Retirement is something everyone looks forward to, but something that most of us dread preparing for. Financial experts advise you should start saving for retirement as early as your 20s. How crazy is it to think that you need to prepare at least 40 years in advance?
Think of it this way: the sooner you save now, the more comfortable things will be later. Imagine how difficult life would be in your 40s and 50s if you just then realize you’ve entirely neglected a long-term savings plan. Learn as much as you can now to have an excellent idea for the future.
A 2017 report from Bank of America Merrill Lynch discovered that under half (48%) of millennials felt “very positive” about having enough money in their later life. Furthermore, millennials often spend about four hours at work stressing over finances each week. Other research shows 63% of millennials and 53% of overall employees think that money-related anxiety hurts their ability to do their jobs. It’s plain to see that finances are a huge source of stress for younger people. We spoke with Chart Westcott, the Co-Founder and Chief Operating Officer at Ikarian Capital, who provided essential personal finance advice for millennials to keep in mind:
Start a retirement plan as early as possible. The sooner you start, the better. You can opt for a 401(k) or an IRA. Invest as much as possible into each account. If you start investing 8.8% of your income with a company match at age 25, you’ll have more than enough to retire when you reach retirement age.

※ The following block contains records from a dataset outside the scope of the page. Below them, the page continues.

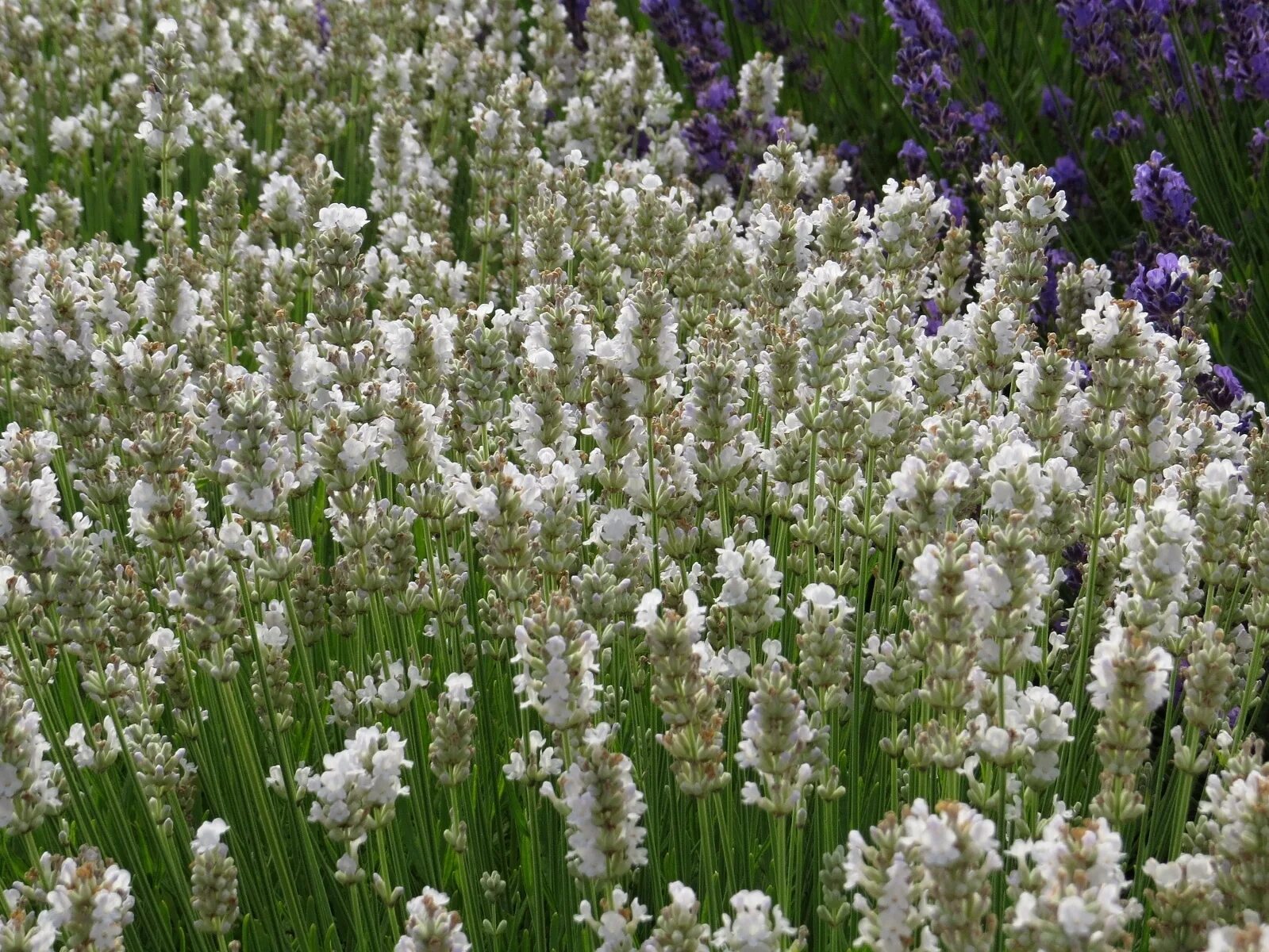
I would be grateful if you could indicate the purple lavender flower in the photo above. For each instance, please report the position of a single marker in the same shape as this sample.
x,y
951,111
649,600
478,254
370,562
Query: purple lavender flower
x,y
1245,29
924,69
758,13
1221,387
1163,194
1069,177
933,319
711,143
575,12
847,150
1161,291
1091,29
322,23
849,29
696,35
1123,127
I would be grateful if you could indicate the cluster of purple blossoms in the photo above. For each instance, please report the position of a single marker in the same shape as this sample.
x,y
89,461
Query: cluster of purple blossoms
x,y
1247,48
925,69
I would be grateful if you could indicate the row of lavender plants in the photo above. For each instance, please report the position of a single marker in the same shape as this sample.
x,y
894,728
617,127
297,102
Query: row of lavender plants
x,y
459,495
1106,93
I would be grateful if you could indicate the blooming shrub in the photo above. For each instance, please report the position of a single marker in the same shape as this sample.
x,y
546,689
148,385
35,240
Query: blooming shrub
x,y
470,524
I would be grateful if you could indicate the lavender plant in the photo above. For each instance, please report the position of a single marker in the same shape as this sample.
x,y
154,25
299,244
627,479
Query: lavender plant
x,y
436,513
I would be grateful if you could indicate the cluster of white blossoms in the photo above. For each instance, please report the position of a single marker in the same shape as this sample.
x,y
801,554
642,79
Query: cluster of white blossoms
x,y
648,560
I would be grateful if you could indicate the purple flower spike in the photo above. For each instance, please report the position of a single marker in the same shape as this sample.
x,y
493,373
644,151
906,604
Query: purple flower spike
x,y
1163,194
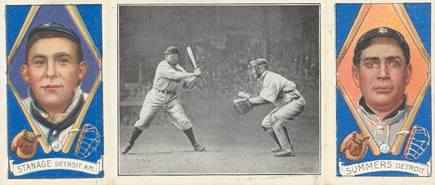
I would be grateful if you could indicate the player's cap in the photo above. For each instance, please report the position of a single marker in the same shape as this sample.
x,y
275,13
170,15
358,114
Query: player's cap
x,y
172,49
258,62
364,41
54,27
382,32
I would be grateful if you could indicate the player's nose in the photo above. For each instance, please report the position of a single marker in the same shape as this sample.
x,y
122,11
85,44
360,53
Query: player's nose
x,y
51,70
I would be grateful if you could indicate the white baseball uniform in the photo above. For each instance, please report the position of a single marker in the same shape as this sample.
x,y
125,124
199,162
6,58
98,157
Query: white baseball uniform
x,y
384,131
167,81
289,103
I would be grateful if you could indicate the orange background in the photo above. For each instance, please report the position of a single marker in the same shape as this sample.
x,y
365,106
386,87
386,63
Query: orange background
x,y
384,15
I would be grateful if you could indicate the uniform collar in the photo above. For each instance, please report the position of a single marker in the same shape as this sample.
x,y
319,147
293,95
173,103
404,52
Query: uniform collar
x,y
390,118
263,75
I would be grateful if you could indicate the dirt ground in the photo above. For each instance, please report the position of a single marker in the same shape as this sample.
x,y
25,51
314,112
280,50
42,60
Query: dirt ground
x,y
236,144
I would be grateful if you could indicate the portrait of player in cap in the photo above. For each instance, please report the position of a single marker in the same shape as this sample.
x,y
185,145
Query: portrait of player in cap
x,y
54,78
53,70
382,79
381,70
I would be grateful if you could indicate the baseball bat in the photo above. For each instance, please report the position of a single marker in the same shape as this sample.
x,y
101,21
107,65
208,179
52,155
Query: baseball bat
x,y
35,128
192,58
401,135
359,122
76,126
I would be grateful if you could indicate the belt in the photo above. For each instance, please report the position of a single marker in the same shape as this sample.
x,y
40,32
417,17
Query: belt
x,y
164,91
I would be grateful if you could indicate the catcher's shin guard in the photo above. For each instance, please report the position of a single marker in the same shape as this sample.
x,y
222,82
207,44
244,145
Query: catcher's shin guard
x,y
274,137
283,139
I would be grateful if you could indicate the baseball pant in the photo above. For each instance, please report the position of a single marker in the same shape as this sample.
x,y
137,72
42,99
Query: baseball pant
x,y
171,106
285,114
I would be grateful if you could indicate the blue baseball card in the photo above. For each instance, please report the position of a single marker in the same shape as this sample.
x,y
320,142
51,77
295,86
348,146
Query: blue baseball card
x,y
383,89
54,96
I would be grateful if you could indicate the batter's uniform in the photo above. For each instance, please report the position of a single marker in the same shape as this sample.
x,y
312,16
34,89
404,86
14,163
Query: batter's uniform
x,y
289,105
163,96
384,131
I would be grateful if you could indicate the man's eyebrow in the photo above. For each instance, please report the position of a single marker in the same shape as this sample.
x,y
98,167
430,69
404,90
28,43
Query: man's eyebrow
x,y
394,57
370,58
39,56
62,54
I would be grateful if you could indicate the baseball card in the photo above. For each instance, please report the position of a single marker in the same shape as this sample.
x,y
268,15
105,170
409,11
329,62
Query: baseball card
x,y
383,89
54,91
225,92
211,89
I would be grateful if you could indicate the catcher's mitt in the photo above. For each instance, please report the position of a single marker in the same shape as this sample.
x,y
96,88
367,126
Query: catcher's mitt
x,y
242,105
87,142
25,144
354,146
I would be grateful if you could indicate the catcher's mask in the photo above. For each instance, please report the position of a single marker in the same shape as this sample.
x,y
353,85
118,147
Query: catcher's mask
x,y
257,64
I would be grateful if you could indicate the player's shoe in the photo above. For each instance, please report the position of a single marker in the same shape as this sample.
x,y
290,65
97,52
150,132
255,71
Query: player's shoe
x,y
285,153
276,149
198,148
126,149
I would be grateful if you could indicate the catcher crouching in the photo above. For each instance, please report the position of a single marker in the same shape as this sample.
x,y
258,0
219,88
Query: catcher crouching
x,y
289,104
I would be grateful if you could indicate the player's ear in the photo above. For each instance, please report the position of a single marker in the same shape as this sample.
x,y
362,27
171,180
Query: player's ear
x,y
355,75
24,73
83,69
408,73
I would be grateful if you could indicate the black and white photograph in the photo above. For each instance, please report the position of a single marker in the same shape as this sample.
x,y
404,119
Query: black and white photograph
x,y
222,89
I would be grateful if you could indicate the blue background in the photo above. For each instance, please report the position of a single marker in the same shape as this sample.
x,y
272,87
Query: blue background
x,y
15,17
420,16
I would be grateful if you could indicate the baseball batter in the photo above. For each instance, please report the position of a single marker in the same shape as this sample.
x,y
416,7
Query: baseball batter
x,y
289,104
169,77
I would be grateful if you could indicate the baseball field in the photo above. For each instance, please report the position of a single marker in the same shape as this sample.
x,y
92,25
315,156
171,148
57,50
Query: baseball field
x,y
236,144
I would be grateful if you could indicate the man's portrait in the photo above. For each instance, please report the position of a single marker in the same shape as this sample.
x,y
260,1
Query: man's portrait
x,y
381,70
382,77
54,78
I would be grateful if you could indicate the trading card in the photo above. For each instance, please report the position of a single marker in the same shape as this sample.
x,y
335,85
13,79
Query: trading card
x,y
219,89
54,94
383,89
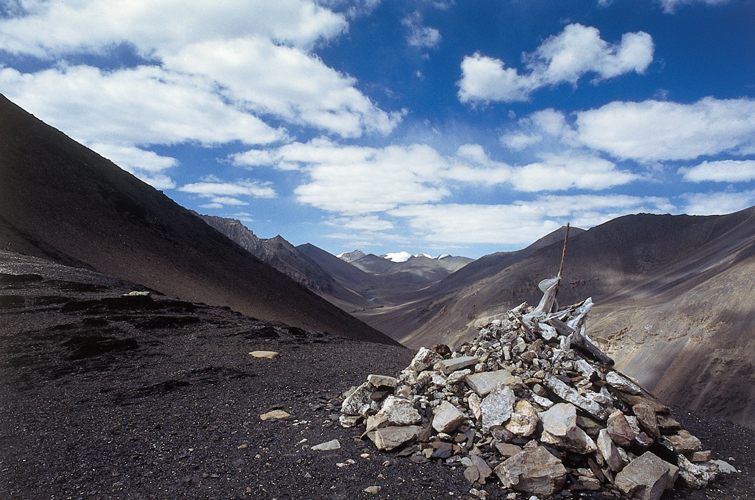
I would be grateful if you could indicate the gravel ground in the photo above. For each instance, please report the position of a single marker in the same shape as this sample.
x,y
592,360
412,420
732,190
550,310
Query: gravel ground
x,y
103,396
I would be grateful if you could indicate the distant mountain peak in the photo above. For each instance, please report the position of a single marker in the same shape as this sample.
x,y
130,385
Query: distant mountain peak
x,y
351,256
405,256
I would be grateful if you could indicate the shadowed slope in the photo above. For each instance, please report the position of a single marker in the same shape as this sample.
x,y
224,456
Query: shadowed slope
x,y
61,200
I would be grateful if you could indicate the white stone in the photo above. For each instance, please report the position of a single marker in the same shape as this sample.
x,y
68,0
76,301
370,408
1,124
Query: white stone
x,y
447,417
497,407
400,411
389,438
486,382
327,446
646,478
448,366
609,451
622,383
424,359
382,381
533,470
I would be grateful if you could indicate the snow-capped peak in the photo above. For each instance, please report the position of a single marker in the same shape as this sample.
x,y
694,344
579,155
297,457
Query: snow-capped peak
x,y
404,256
398,256
351,256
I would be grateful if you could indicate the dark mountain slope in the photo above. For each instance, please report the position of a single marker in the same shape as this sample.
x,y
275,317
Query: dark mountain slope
x,y
62,199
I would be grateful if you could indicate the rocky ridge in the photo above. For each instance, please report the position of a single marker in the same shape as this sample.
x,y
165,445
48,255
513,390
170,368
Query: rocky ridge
x,y
533,403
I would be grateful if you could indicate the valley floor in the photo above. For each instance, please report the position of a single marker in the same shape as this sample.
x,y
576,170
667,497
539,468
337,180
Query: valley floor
x,y
105,396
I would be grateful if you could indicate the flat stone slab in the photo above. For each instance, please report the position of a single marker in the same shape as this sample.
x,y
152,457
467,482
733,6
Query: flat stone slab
x,y
484,383
265,354
327,446
389,438
535,471
646,478
447,418
278,414
382,381
451,365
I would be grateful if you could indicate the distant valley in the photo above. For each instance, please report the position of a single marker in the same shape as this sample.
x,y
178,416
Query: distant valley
x,y
673,294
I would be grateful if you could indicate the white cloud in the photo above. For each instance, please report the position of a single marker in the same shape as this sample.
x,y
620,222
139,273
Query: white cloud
x,y
380,180
720,203
521,222
720,171
561,172
285,82
227,193
517,141
145,165
144,105
356,180
420,36
563,58
210,74
160,27
655,131
367,223
670,6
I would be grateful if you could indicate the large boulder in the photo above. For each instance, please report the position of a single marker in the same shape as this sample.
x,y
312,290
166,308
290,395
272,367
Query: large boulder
x,y
534,470
646,478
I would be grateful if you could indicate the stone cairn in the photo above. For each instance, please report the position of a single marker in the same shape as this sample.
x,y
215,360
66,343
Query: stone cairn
x,y
533,402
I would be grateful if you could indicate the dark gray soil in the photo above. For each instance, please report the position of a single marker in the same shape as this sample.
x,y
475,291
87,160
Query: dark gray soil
x,y
104,396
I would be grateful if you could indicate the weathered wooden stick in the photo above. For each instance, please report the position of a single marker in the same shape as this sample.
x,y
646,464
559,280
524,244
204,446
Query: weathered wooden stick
x,y
563,256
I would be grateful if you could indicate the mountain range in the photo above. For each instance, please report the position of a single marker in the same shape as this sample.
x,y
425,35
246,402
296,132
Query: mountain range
x,y
64,202
673,294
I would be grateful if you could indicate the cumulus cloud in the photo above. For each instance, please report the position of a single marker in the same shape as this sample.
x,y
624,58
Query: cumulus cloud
x,y
285,82
144,105
720,171
145,165
520,222
227,193
562,58
49,29
719,203
356,180
206,70
517,141
656,131
670,6
419,35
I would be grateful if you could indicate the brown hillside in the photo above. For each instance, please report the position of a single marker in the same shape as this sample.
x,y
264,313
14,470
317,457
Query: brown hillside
x,y
61,200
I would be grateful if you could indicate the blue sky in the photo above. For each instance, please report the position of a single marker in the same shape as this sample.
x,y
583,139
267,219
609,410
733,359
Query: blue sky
x,y
436,126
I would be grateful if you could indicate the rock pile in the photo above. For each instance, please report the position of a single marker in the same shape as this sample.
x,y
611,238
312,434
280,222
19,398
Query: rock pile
x,y
532,402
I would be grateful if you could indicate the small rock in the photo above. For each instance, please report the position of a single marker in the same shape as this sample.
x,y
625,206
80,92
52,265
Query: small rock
x,y
265,354
382,381
424,359
327,446
646,478
486,382
619,430
448,366
609,451
523,421
684,442
389,438
277,414
497,407
447,417
622,383
400,411
533,470
724,467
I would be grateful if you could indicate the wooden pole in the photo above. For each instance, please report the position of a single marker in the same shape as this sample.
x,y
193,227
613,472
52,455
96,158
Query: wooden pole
x,y
563,256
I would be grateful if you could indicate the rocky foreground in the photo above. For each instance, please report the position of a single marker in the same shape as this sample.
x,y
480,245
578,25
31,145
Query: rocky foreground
x,y
533,403
108,392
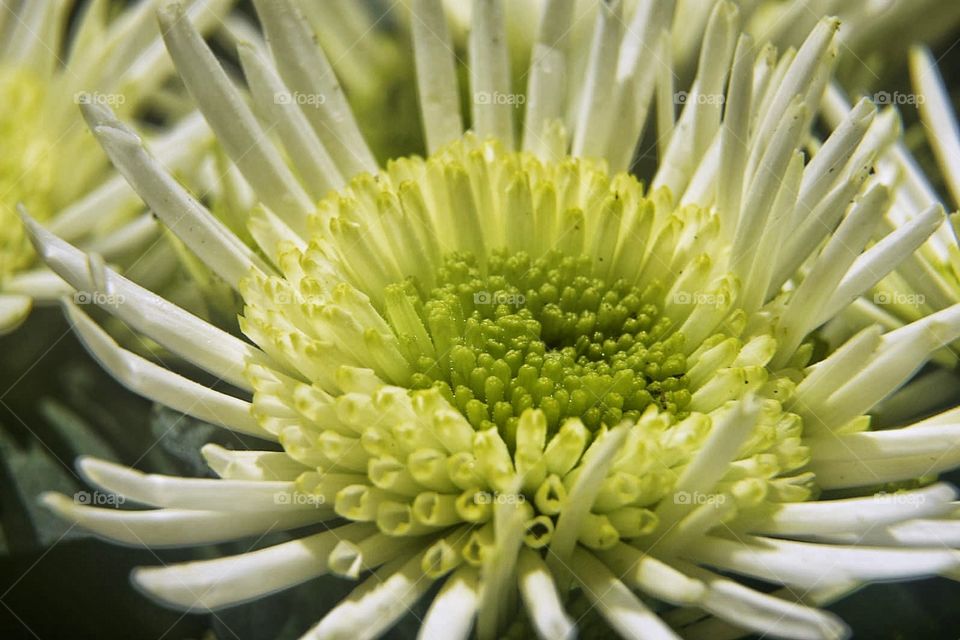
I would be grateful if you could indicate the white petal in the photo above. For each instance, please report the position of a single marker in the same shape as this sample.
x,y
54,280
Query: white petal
x,y
450,616
540,598
190,337
856,515
14,309
203,233
162,385
205,494
623,611
223,582
305,69
173,527
231,119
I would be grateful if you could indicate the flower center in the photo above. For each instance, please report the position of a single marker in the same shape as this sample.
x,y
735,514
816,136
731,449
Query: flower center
x,y
542,334
483,336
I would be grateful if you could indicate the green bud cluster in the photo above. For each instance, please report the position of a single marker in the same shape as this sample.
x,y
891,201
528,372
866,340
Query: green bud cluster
x,y
513,333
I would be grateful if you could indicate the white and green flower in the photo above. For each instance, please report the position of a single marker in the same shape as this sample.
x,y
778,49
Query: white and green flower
x,y
510,369
48,162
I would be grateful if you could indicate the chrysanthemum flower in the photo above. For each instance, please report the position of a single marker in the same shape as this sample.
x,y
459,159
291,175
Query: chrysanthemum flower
x,y
48,162
511,373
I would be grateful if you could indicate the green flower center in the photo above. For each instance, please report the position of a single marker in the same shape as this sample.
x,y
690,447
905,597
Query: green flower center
x,y
525,333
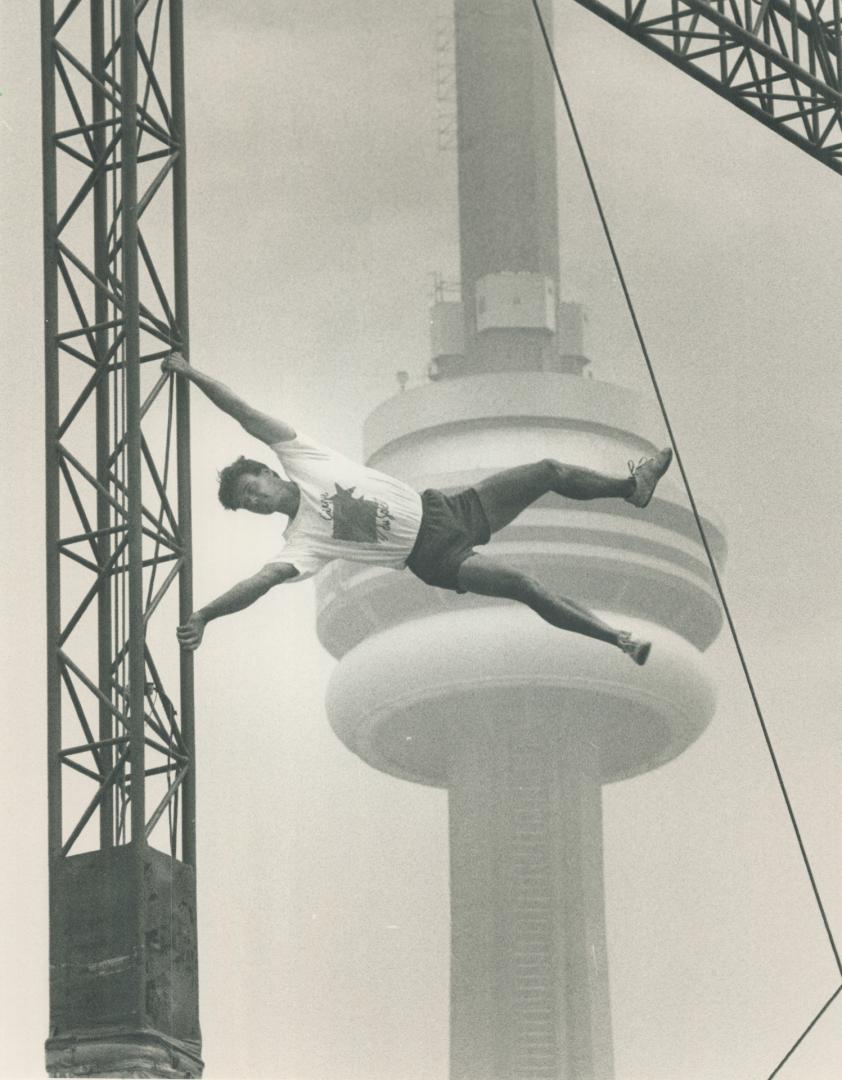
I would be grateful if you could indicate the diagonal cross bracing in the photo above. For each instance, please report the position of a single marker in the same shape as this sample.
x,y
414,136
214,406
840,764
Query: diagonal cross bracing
x,y
779,61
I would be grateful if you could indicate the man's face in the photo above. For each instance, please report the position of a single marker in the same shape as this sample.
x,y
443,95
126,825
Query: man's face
x,y
259,493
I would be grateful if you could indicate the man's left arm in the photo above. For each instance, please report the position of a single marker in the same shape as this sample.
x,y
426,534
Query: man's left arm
x,y
241,595
268,429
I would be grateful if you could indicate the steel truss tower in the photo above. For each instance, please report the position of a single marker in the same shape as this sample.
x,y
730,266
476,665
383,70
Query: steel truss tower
x,y
120,698
779,61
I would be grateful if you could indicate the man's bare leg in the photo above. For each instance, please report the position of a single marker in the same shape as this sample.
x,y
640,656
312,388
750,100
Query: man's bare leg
x,y
507,494
489,577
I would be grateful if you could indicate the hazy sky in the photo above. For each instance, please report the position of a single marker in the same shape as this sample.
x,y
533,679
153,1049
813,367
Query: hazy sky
x,y
320,206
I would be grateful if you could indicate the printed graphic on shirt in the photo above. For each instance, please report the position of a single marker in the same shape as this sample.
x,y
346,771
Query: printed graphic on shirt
x,y
355,517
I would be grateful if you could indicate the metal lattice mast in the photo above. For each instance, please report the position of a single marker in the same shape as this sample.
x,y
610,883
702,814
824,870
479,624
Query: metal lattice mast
x,y
121,778
779,61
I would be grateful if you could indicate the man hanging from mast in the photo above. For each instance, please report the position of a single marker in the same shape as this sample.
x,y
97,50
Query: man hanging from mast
x,y
338,509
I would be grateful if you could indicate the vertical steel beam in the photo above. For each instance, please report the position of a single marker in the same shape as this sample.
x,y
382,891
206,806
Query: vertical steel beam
x,y
103,413
52,449
131,300
182,415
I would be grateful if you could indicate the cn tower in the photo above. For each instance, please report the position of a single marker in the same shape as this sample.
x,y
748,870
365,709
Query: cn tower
x,y
521,723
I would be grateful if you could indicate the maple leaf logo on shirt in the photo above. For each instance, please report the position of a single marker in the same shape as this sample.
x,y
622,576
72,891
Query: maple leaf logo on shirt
x,y
354,518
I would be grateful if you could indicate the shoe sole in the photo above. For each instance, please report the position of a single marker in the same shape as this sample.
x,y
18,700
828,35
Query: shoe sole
x,y
642,656
641,504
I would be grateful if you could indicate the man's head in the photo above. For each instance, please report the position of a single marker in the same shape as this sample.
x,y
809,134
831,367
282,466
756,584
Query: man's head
x,y
249,485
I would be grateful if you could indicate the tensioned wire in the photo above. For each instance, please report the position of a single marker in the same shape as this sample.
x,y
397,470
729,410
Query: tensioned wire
x,y
693,507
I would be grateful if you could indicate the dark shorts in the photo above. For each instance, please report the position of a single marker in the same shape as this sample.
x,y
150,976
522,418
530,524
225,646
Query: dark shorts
x,y
450,526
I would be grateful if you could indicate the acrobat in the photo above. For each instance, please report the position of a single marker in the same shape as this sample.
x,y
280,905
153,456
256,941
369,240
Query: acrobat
x,y
338,509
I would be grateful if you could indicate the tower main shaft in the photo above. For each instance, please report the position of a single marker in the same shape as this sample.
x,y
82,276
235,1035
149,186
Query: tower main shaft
x,y
519,721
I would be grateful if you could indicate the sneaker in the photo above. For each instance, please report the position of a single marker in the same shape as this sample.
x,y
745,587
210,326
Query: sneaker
x,y
647,473
638,650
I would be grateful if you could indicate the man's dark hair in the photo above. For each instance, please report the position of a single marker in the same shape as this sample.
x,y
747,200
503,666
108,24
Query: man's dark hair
x,y
230,475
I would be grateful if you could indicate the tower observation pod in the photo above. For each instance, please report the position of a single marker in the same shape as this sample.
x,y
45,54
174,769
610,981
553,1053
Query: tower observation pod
x,y
519,721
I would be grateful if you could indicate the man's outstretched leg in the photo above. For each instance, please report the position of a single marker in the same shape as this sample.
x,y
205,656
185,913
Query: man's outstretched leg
x,y
507,494
488,577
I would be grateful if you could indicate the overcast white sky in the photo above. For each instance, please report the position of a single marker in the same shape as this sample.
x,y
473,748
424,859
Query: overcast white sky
x,y
318,208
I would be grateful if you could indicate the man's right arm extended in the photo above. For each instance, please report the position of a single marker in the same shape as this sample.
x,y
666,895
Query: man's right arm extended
x,y
266,428
241,595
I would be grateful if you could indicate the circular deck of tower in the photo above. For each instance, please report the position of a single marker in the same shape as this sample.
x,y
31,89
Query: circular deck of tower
x,y
418,664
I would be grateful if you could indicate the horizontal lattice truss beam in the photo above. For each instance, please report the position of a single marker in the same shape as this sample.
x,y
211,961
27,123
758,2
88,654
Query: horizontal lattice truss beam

Get a pay raise. Imagine if you’re 25 and you received a pay raise for an extra $2,000 a year. That adds up to an additional $80,000 by the time you’re old enough to retire. According to PayScale.com, only 37% of millennials have ever requested a raise. Remember the worst thing anyone can say is “no.”
Pay off debt as soon as possible. Student loans are ruining the financial goals of many millennials. Take up an extra side job or two. Do whatever it takes to pay off your loans on time. Paying off your debts will feel like a huge burden is lifted off your shoulders. You’ll then be able to think of finance more freely.
Track your personal finance. Most millennials have no idea how much they’re spending. Download an app such as Spending Tracker to measure your income and cash flow. You might think you’re pretty good at saving your cash, but tracking your income can dramatically change your perception. You’ll soon identify areas where your money is leaving your pocket. This information can help you keep sight of what’s important and where you can cut costs.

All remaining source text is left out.